Hitting Tech Sufficiency
I was recently gifted with a Google Chromebook Pixel, which although now two years old is still the most specced-out Chromebook you can get (the version I received has an i7 processor, 16 gigs of ram and a 64GB SSD, as well as a retina-like touchscreen). I was delighted to get it, and can attest to it being an all around lovely laptop, as well as (of course) just about the best Chromebook I’ve come across. It can run Android apps too, which is a bonus, although I don’t find myself actually using that ability much, either on this or the other two Chromebooks I currently have in the house. Be that as it may, if you have a hankering for a Chromebook, the Pixels are still well worth looking into.
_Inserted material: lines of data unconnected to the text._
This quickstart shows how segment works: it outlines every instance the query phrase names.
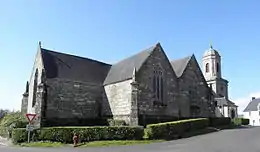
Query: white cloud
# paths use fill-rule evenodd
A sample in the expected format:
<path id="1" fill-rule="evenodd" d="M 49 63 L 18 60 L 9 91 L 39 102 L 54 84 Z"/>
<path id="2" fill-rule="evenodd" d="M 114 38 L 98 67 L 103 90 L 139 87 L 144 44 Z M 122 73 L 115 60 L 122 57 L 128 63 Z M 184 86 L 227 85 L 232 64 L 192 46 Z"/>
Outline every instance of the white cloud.
<path id="1" fill-rule="evenodd" d="M 238 113 L 242 114 L 243 110 L 246 108 L 248 103 L 251 101 L 252 97 L 260 98 L 260 91 L 250 93 L 246 97 L 233 99 L 232 101 L 235 102 L 235 104 L 238 106 Z"/>

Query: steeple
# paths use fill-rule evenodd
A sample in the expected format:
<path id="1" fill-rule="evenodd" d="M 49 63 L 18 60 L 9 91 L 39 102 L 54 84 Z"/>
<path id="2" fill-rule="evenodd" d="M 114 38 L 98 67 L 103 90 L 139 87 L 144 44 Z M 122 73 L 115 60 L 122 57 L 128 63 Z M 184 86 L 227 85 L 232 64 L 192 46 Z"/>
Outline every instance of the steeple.
<path id="1" fill-rule="evenodd" d="M 203 74 L 209 86 L 215 92 L 217 97 L 226 97 L 228 99 L 228 82 L 222 78 L 221 56 L 213 48 L 207 49 L 202 58 Z"/>
<path id="2" fill-rule="evenodd" d="M 39 48 L 42 48 L 42 42 L 39 41 Z"/>
<path id="3" fill-rule="evenodd" d="M 135 82 L 136 81 L 136 68 L 134 67 L 134 70 L 133 70 L 133 77 L 132 77 L 133 81 Z"/>

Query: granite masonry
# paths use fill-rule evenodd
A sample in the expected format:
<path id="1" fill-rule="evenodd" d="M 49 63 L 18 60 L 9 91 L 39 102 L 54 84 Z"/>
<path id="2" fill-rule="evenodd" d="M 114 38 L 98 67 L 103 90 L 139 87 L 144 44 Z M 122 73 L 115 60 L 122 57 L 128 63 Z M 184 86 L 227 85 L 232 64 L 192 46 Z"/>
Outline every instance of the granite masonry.
<path id="1" fill-rule="evenodd" d="M 42 48 L 39 43 L 22 111 L 37 127 L 143 125 L 214 117 L 217 104 L 194 55 L 169 61 L 160 43 L 116 64 Z"/>

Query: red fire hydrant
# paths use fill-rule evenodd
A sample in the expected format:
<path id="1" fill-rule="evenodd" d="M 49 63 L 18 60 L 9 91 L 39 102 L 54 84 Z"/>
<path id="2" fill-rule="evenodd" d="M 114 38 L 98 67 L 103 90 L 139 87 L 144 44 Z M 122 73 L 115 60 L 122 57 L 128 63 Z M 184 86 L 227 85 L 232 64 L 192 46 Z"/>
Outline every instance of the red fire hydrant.
<path id="1" fill-rule="evenodd" d="M 79 142 L 79 136 L 76 133 L 74 133 L 74 136 L 73 136 L 74 147 L 77 147 L 78 142 Z"/>

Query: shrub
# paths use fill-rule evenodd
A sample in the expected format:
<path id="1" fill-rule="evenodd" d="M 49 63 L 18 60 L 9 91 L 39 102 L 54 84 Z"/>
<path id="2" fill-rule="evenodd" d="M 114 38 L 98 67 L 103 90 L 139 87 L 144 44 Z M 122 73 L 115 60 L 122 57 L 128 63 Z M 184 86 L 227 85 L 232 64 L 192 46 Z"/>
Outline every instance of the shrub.
<path id="1" fill-rule="evenodd" d="M 145 137 L 148 139 L 173 139 L 186 132 L 204 129 L 208 126 L 207 118 L 187 119 L 147 125 Z"/>
<path id="2" fill-rule="evenodd" d="M 126 126 L 126 122 L 124 120 L 115 120 L 108 119 L 109 126 Z"/>
<path id="3" fill-rule="evenodd" d="M 212 117 L 209 118 L 209 126 L 218 127 L 231 125 L 231 118 L 229 117 Z"/>
<path id="4" fill-rule="evenodd" d="M 9 127 L 13 125 L 15 128 L 25 128 L 26 123 L 28 123 L 28 121 L 21 112 L 14 112 L 6 114 L 0 120 L 0 127 Z"/>
<path id="5" fill-rule="evenodd" d="M 0 127 L 0 136 L 5 137 L 5 138 L 9 137 L 7 127 Z"/>
<path id="6" fill-rule="evenodd" d="M 133 140 L 142 139 L 143 127 L 51 127 L 35 130 L 32 138 L 38 141 L 52 141 L 72 143 L 72 136 L 77 133 L 81 142 L 96 140 Z M 12 132 L 14 143 L 25 142 L 28 138 L 25 129 L 14 129 Z"/>
<path id="7" fill-rule="evenodd" d="M 232 120 L 232 122 L 235 125 L 248 125 L 249 124 L 249 119 L 245 119 L 245 118 L 234 118 Z"/>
Google’s not making them anymore, so supplies are limited, but on the other hand you can pick one up these days for about $400, a steep discount from their original pricing (of about $1k).
As much as I like the Pixel (and I do!), one of the things I’m aware of at the moment is that I’m currently in a moment of technological sufficiency, which is to say that I’m at a point where I don’t really have a hankering for any new bit of tech. Before the Pixel arrived I already had the latest Asus Flip Chromebook, which I liked quite a bit and which I took on tour with me, where it performed in an entirely satisfactory manner. My desktop computer is a couple years old now but still near the upper end of things, techwise; as long as it doesn’t explode I’m fine. My cell phone is likewise well-specced and I’m in no rush to upgrade it. Basically, there’s no tech out there in the world I really feel the urge to pick up. I’m good.
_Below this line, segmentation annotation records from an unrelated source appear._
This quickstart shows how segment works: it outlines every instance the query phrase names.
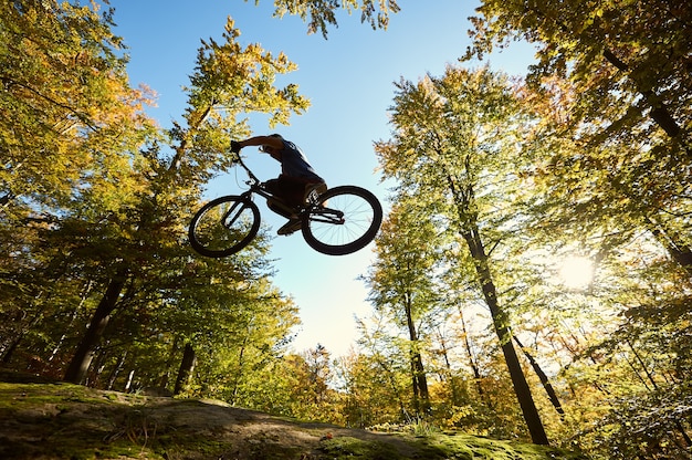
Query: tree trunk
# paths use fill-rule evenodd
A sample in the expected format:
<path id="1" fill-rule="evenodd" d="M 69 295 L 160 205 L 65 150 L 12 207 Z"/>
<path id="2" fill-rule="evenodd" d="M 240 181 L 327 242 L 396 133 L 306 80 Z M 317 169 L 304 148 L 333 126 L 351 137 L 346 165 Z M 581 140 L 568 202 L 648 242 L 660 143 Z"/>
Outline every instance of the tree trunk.
<path id="1" fill-rule="evenodd" d="M 487 265 L 487 255 L 485 254 L 485 249 L 483 248 L 478 227 L 473 223 L 472 230 L 464 231 L 462 234 L 466 240 L 471 255 L 475 261 L 475 270 L 481 283 L 483 296 L 485 297 L 485 303 L 490 307 L 490 313 L 493 317 L 493 326 L 495 328 L 495 333 L 497 334 L 497 338 L 500 339 L 502 353 L 504 354 L 510 376 L 512 377 L 512 385 L 514 386 L 514 391 L 518 398 L 524 420 L 526 420 L 531 439 L 536 445 L 548 445 L 548 437 L 545 433 L 545 428 L 541 421 L 538 409 L 536 409 L 534 398 L 531 394 L 531 388 L 528 387 L 528 383 L 526 381 L 526 377 L 522 370 L 518 356 L 516 355 L 516 351 L 512 344 L 507 315 L 497 302 L 495 285 L 490 273 L 490 266 Z"/>
<path id="2" fill-rule="evenodd" d="M 471 349 L 471 341 L 469 339 L 469 332 L 466 330 L 466 322 L 463 316 L 463 312 L 461 306 L 459 307 L 459 318 L 461 321 L 461 331 L 464 335 L 464 347 L 466 348 L 466 354 L 469 355 L 469 366 L 473 370 L 473 380 L 475 381 L 475 387 L 479 391 L 479 396 L 482 399 L 487 399 L 487 404 L 492 407 L 492 401 L 489 398 L 485 398 L 485 391 L 483 390 L 483 383 L 481 379 L 481 369 L 479 368 L 478 363 L 475 362 L 475 356 L 473 356 L 473 349 Z"/>
<path id="3" fill-rule="evenodd" d="M 413 384 L 413 399 L 416 402 L 417 415 L 426 415 L 430 410 L 430 394 L 428 393 L 428 378 L 426 377 L 426 368 L 423 366 L 423 358 L 420 355 L 418 332 L 416 331 L 416 324 L 413 323 L 413 313 L 411 307 L 410 297 L 405 300 L 406 322 L 409 330 L 409 339 L 411 341 L 411 348 L 409 349 L 411 360 L 411 377 Z"/>
<path id="4" fill-rule="evenodd" d="M 185 344 L 185 351 L 182 352 L 182 362 L 180 363 L 180 369 L 178 370 L 178 377 L 176 378 L 176 388 L 174 395 L 179 395 L 182 388 L 188 384 L 190 375 L 195 370 L 195 364 L 197 363 L 197 355 L 195 348 L 188 342 Z"/>
<path id="5" fill-rule="evenodd" d="M 514 337 L 514 342 L 516 342 L 516 345 L 520 347 L 520 349 L 524 352 L 524 356 L 526 356 L 526 359 L 528 359 L 528 363 L 531 363 L 531 367 L 534 368 L 534 372 L 538 376 L 538 379 L 541 380 L 541 384 L 543 385 L 545 393 L 548 394 L 548 399 L 551 399 L 553 407 L 555 408 L 555 410 L 557 410 L 557 414 L 559 414 L 559 417 L 564 419 L 565 409 L 563 409 L 563 405 L 559 402 L 557 393 L 555 393 L 555 388 L 553 388 L 553 385 L 551 384 L 548 376 L 543 372 L 543 369 L 541 368 L 541 365 L 536 362 L 536 359 L 534 359 L 531 353 L 528 353 L 528 351 L 524 348 L 524 345 L 522 345 L 522 343 L 516 337 L 516 335 L 514 335 L 513 337 Z"/>
<path id="6" fill-rule="evenodd" d="M 82 341 L 72 357 L 72 362 L 70 362 L 70 366 L 67 367 L 67 372 L 64 377 L 65 381 L 77 385 L 84 381 L 88 367 L 94 358 L 94 351 L 96 349 L 96 346 L 98 345 L 98 342 L 108 325 L 111 313 L 113 313 L 120 292 L 123 292 L 125 281 L 125 274 L 118 273 L 108 283 L 106 293 L 101 299 L 101 302 L 94 312 L 94 316 L 92 316 L 88 328 L 86 330 L 84 337 L 82 337 Z"/>
<path id="7" fill-rule="evenodd" d="M 487 254 L 485 253 L 485 248 L 478 227 L 478 217 L 473 210 L 475 201 L 473 187 L 466 185 L 463 189 L 459 188 L 451 175 L 447 176 L 447 181 L 454 197 L 457 211 L 459 212 L 459 221 L 461 223 L 460 233 L 466 241 L 469 252 L 474 261 L 478 281 L 481 284 L 485 303 L 490 309 L 490 314 L 493 318 L 493 327 L 500 339 L 502 353 L 504 354 L 504 359 L 510 370 L 510 377 L 512 378 L 512 385 L 514 386 L 514 393 L 522 408 L 531 439 L 536 445 L 547 446 L 549 443 L 548 437 L 545 433 L 545 428 L 541 421 L 541 416 L 538 415 L 538 409 L 536 408 L 531 388 L 526 381 L 526 376 L 524 376 L 518 356 L 512 344 L 507 314 L 500 305 L 500 302 L 497 302 L 497 293 L 490 272 Z"/>

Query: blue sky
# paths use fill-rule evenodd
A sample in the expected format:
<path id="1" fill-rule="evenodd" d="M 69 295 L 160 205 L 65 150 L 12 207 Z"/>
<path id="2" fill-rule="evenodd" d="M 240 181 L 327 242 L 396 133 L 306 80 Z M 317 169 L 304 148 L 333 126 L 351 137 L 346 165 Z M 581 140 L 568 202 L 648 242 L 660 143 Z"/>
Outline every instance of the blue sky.
<path id="1" fill-rule="evenodd" d="M 476 4 L 399 0 L 401 11 L 390 18 L 387 31 L 361 24 L 359 13 L 342 12 L 339 27 L 331 29 L 325 41 L 321 34 L 307 35 L 298 18 L 272 18 L 273 4 L 266 0 L 259 6 L 242 0 L 111 0 L 115 32 L 129 46 L 132 84 L 143 83 L 157 92 L 157 107 L 148 112 L 161 126 L 181 119 L 186 106 L 181 87 L 189 83 L 200 40 L 220 39 L 230 15 L 241 30 L 241 43 L 260 43 L 273 54 L 283 51 L 298 65 L 279 84 L 298 84 L 312 103 L 290 126 L 270 129 L 258 117 L 254 134 L 283 134 L 301 146 L 328 185 L 368 188 L 385 207 L 388 190 L 376 170 L 373 143 L 389 137 L 392 83 L 400 77 L 417 81 L 426 73 L 441 75 L 445 65 L 457 64 L 469 44 L 468 18 Z M 508 74 L 523 74 L 531 59 L 526 48 L 516 46 L 511 53 L 493 55 L 490 64 Z M 243 153 L 261 179 L 279 174 L 279 165 L 255 148 Z M 209 195 L 237 194 L 242 180 L 241 171 L 238 178 L 231 172 L 214 179 Z M 264 203 L 260 210 L 273 230 L 283 223 Z M 358 276 L 367 273 L 374 259 L 371 247 L 350 255 L 323 255 L 295 233 L 277 237 L 271 258 L 275 259 L 275 284 L 300 307 L 303 325 L 296 331 L 294 348 L 301 352 L 319 343 L 333 356 L 346 354 L 357 337 L 354 316 L 367 317 L 370 312 L 367 289 Z"/>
This is very weird for me, I should note. There’s usually a laptop or cell phone or graphics card or camera or TV or whatever that I don’t have that I wish I did, and which I’m sorely tempted to get even if I don’t exactly need it (this is what Charlie Stross calls “having to make a saving throw against shiny“). But at the moment: Nope.
I think part of the reason for this is a bit of self-awareness, i.e., no matter what new computer (or phone, or whatever) I get, I’m almost certainly going to use it for the same things I always do — in the case of a laptop, to write emails and occasionally work on a novel (if I’m not at home), and read social media. These are not things which require blazing speeds or massive computing power, which is one reason I’ve become enamored of Chromebooks in the last couple of years; they’re nicely good enough, especially now that I can get models with backlit keyboards. They are so “good enough,” in fact, that at this point (for me, anyway), it becomes increasingly difficult to justify spending hundreds more for a PC or Mac ever again. Maybe if my laptops were my primary computers (i.e., no desktop computer). But they’re not.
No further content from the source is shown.